THINKING ABOUT THE RANGE OF USES AND NEEDS FOR "MATERIAL":
xxxv: [accommodating] "nonhuman objects (technologies, animals, discourses, historical documents, visual representations, etc.). Such material entities in our situations of concern deserve more explicit and intentional inclusion in our research and analyses. Just as 'nature' and 'society' are not separate but 'make each other up' -- are coconstitutive -- so too do humans and nonhuman objects (e.g., Haraway 1989, 2003; Latour 1987; McCarthy 1984; Mead 1934/1962). The semiotics of materiality matter and materiality is relational (Law 1999: 4).
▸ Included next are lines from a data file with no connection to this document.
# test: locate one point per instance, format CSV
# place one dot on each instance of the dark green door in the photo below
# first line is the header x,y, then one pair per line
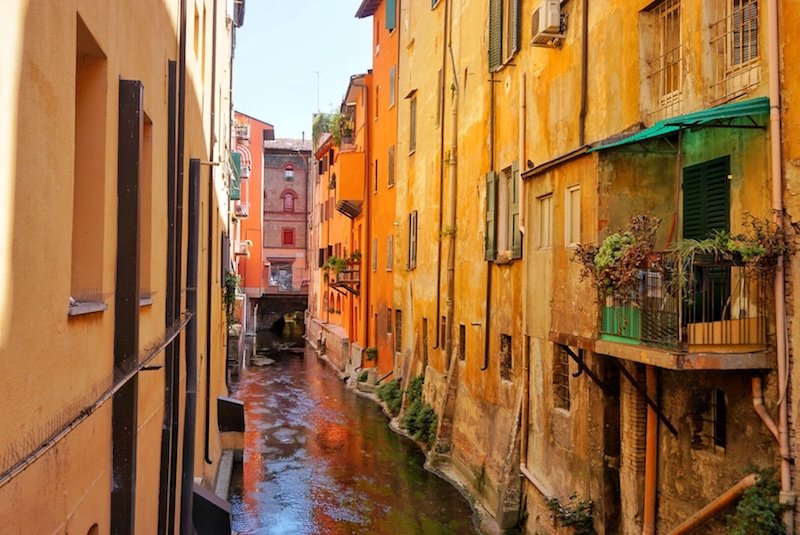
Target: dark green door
x,y
706,209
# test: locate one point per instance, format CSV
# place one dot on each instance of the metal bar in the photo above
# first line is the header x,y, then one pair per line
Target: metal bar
x,y
582,367
126,307
652,404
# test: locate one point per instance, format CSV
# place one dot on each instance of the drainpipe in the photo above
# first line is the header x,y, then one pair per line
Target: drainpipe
x,y
190,410
723,501
758,406
651,458
440,118
210,238
787,494
452,163
584,72
487,329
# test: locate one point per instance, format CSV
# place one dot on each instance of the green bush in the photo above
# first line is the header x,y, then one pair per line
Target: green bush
x,y
759,510
391,395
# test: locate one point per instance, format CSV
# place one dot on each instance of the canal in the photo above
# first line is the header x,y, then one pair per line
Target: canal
x,y
319,459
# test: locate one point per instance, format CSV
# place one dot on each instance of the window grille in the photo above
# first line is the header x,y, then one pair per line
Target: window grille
x,y
734,42
665,67
561,397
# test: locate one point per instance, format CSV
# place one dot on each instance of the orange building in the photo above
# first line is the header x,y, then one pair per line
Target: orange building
x,y
339,278
382,140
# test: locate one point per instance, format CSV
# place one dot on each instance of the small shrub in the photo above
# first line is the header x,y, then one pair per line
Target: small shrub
x,y
391,395
759,510
576,513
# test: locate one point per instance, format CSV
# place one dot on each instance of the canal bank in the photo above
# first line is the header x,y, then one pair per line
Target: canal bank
x,y
319,459
437,464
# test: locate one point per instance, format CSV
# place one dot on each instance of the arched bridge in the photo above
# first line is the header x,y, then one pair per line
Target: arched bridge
x,y
272,308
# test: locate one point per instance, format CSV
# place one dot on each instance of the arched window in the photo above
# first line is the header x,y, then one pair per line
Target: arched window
x,y
288,202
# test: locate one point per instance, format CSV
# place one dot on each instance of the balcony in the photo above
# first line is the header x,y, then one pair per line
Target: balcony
x,y
717,318
349,278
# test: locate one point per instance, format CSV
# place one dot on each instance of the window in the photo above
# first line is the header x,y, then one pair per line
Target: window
x,y
545,208
391,166
424,342
561,398
288,202
709,420
505,357
665,58
88,199
412,240
412,125
734,42
287,236
462,342
398,331
391,14
392,84
503,31
572,216
503,238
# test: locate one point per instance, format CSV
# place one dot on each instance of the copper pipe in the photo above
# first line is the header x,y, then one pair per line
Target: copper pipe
x,y
716,506
787,494
651,458
761,410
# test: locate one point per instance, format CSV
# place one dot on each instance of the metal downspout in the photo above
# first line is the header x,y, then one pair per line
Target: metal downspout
x,y
651,457
452,162
486,328
787,494
190,409
210,238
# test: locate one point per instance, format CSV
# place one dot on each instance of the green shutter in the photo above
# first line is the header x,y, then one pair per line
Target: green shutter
x,y
495,29
391,14
236,160
515,25
514,232
706,198
491,223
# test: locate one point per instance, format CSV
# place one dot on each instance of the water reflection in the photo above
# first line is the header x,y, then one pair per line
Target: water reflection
x,y
320,460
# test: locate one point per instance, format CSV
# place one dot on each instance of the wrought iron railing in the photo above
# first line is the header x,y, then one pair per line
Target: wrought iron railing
x,y
713,305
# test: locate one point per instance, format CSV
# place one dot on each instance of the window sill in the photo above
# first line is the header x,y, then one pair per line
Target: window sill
x,y
81,308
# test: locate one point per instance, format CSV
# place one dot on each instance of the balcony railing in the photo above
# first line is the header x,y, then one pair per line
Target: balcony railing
x,y
718,307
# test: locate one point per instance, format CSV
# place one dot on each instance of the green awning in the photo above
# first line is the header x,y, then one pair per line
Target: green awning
x,y
236,160
719,116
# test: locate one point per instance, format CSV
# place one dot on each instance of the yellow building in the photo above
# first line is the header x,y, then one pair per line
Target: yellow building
x,y
112,325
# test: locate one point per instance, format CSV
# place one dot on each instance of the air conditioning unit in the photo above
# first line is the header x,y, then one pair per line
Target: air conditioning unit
x,y
546,24
241,209
242,248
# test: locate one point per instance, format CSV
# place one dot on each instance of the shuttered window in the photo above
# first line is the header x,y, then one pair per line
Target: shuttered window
x,y
504,31
706,198
391,14
491,209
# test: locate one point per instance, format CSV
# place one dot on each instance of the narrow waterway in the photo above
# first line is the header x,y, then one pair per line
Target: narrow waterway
x,y
321,460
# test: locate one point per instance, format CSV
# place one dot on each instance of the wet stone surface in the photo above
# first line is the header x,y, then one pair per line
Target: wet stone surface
x,y
320,460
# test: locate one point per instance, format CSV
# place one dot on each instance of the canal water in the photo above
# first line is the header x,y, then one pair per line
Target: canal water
x,y
320,460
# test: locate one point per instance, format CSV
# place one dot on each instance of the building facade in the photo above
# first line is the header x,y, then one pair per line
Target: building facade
x,y
111,416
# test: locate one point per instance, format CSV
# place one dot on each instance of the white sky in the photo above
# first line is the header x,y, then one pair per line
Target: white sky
x,y
282,46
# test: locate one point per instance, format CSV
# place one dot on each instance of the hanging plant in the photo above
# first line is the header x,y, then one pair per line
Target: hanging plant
x,y
614,266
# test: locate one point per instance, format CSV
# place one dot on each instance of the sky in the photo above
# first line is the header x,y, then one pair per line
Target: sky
x,y
285,47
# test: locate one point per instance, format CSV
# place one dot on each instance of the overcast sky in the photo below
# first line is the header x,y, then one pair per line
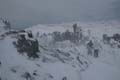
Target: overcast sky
x,y
24,13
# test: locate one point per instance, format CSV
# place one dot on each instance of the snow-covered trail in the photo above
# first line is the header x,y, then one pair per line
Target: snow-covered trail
x,y
101,71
Any method that ignores the materialities of human existence is inadequate, especially today as humans and various technosciences are together transforming the planet from the inside out (e.g., Clarke, Shim, Mamo, Fosket, & Fishman 2003)."

COMPARE WITH LATOUR'S HOW TO THINK ABOUT THE BODY: SENSITIZING:
xxxviii: "...assert the sufficiency of sensitizing concepts and analytics for a fresh approach to grounded theorizing rather than the development of high modernist formal theory." 
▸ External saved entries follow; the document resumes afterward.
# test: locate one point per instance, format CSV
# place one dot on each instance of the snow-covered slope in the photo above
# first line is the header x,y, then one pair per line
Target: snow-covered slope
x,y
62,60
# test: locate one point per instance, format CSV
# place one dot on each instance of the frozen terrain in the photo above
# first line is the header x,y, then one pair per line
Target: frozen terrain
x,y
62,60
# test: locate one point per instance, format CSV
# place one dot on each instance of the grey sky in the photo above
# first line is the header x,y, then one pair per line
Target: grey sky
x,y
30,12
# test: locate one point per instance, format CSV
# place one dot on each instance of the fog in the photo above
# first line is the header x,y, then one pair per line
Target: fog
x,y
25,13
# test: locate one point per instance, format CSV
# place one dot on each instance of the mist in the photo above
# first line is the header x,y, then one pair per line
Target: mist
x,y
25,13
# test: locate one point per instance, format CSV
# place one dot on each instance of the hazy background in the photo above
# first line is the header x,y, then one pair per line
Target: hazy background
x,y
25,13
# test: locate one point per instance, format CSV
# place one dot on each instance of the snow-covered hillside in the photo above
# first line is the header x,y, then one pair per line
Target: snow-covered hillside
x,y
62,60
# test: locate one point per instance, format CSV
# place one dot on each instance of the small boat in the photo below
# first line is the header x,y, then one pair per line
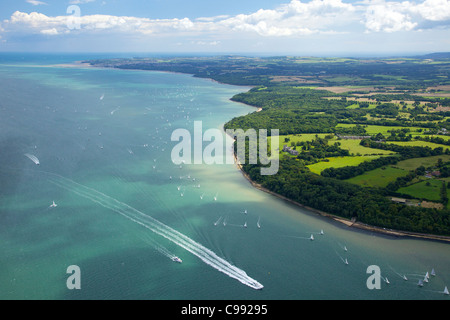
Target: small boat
x,y
176,259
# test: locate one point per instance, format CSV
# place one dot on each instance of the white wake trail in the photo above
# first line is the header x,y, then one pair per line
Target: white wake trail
x,y
33,158
203,253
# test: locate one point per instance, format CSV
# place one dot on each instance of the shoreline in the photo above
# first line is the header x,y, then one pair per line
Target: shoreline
x,y
343,221
349,223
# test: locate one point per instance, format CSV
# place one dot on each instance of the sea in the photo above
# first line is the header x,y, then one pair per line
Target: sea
x,y
87,180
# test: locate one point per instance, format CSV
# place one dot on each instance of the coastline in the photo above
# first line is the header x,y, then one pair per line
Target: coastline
x,y
343,221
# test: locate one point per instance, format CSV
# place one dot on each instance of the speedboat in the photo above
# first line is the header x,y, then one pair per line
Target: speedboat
x,y
176,259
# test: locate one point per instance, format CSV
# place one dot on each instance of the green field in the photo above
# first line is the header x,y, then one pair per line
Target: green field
x,y
413,164
422,191
340,162
379,177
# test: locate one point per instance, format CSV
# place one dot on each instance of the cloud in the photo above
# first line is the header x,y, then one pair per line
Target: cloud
x,y
36,3
381,16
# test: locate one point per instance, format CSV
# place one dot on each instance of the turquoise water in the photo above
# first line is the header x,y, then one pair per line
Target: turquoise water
x,y
103,141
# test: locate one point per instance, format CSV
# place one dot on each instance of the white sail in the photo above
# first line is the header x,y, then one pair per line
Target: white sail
x,y
33,158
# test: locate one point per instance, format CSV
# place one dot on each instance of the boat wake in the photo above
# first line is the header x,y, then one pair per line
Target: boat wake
x,y
203,253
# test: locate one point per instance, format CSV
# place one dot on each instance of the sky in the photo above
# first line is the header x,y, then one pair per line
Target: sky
x,y
285,27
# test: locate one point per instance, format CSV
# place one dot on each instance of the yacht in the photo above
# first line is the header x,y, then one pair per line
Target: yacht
x,y
176,259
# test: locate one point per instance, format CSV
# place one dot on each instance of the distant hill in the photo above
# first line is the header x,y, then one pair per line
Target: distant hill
x,y
436,56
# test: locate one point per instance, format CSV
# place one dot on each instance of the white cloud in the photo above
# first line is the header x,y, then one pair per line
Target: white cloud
x,y
50,32
295,18
36,3
406,15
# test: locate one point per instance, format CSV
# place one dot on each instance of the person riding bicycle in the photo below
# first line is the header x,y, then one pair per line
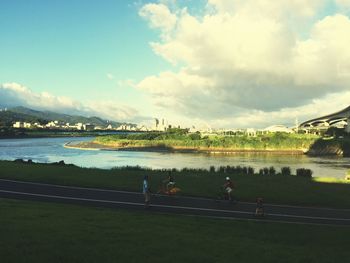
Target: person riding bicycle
x,y
228,188
170,183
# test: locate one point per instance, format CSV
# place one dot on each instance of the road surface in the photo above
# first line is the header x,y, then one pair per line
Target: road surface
x,y
171,204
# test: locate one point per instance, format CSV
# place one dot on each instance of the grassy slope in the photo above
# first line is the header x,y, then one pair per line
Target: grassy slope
x,y
274,189
277,141
43,232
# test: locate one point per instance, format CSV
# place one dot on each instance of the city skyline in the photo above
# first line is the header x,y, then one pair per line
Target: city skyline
x,y
218,62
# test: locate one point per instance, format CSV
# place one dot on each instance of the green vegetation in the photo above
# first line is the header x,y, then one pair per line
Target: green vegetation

3-4: [searching] "for a method that could travel across some of the usual divides of the academy without violating // core disciplinary and/or social science/humanities concerns." 
4: the coconstitution of ontology, epistemology, and practice = theory/methods packages

From Latour, Body:  "Equipped with such a 'patho-logical' definition of the body, one is not obliged to define an essence, a substance (what the body is by nature), but rather, I will argue, an interface that becomes more and more describable when it learns to be affected by many more elements. The body is thus not a provisional residence of something superior —an immortal soul, the universal, or thought— but what leaves a dynamic trajectory by which we learn to register and become sensitive to what the world is made of. Such is the great virtue of this definition : there is no sense in defining the body directly, but only in rendering the body sensitive to what these other elements are. By focusing on the body, one is immediately —or rather, mediately— directed to what the body has become aware of. This is my way of interpreting James' sentence : 'Our body itself is the palmary instance of the ambiguous' (James, 1996 [1907])."

37: quoting Lather (1999:137): "Moving across levels of the particular and the abstract, trying to avoid a transcendent purchase on the object of study, we set ourselves up for necessary failure in order to learn how to find our way into postfoundational possibilities."